Sanırım 1959'du: İstanbul Üniversitesi Hukuk Fakültesi'ne gidiyorum. Daha doğrusu, Hukuk Fakültesi kantinine. Onat (Kutlar) ne kadar haklıymış. "İnsan önce Hukuk Fakültesi kantinini bitirir, sonra Hukuk Fakültesi'ni," derdi. Biz de ikiye ayrılmışız. Kimimiz Hukuk kantininde, kimimiz Edebiyat kantininde toplanıyoruz. Arada bir evcilik oynuyoruz. Onat, Ferit (Öngören), Demir (Özlü), Edebiyat kantinine gidiyoruz; Kemal, Adnan, Doğan (Hızlan) zaman zaman bizi ziyarete geliyor.
Fakültede ilk gittiğim ders Kemalettin Birsen'indi. Onuncu dakikada kafama dank etti. "Yahu," dedim kendi kendime, "sen hukukçu mu olacaksın? Avukat mı, yargıç mı, savcı mı olacaksın? Hayır. Öyleyse burada ne işin var?"
On birinci dakikada anfiden çıktım. Doğru kantine. Ertesi yıl İktisat Fakültesi Gazetecilik Enstitüsü'ne gidecektim; (Mehmet Y. Yılmaz'n kulakları çınlasın) fotoğraf makinesi görmeden iki yıl Gazete Fotoğrafçılığı dersi vereceklerdi bize.
Günün birinde Kemal heyecanla geldi. "Haldun Taner haber yollamış, istersek gidip Oidipus'da oynayabilirmişiz," dedi.
Oidipus'da oynamak!
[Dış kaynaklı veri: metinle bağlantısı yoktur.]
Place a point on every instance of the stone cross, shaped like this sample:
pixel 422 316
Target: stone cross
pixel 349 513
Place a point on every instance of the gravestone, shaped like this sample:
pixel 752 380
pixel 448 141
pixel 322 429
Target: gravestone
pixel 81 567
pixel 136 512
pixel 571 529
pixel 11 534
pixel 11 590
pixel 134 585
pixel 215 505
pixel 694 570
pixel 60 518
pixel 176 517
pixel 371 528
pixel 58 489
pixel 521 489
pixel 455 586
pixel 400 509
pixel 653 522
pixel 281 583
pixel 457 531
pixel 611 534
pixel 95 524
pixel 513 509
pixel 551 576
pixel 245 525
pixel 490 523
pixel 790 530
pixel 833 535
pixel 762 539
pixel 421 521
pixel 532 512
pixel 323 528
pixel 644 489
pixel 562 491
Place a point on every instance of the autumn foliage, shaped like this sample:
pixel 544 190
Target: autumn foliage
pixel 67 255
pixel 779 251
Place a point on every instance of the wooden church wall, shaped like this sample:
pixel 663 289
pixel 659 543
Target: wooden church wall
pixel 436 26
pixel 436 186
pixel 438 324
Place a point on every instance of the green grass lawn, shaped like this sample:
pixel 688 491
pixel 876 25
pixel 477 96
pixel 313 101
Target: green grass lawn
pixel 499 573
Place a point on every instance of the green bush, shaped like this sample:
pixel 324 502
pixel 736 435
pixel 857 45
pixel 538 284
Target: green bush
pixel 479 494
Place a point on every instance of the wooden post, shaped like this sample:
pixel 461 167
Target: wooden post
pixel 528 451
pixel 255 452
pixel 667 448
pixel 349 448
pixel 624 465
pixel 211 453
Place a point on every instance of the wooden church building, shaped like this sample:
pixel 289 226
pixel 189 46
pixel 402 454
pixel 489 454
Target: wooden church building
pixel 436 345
Bu da nereden çıkmıştı şimdi?
Oidipus, Devlet Tiyatrosu'nda sahneleniyordu o sırada. Takis Muzenidis'in yönetimi de, Cüneyt Gökçer'in oyunu da hem eleştirmenler, hem seyirciler tarafından pek beğenilmişti. Tiyatro oyunu İstanbul'a getiriyordu şimdi. Şan Tiyatrosu'nda bir süre oynanacaktı.
Oyuncular da İstanbul'a geliyordu elbet, ama dünya kadar figüran Ankara'da kalmıştı. Otel, yemek, gündelik... Birsürü masraf. Figüranlar İstanbul'da bulunacaktı.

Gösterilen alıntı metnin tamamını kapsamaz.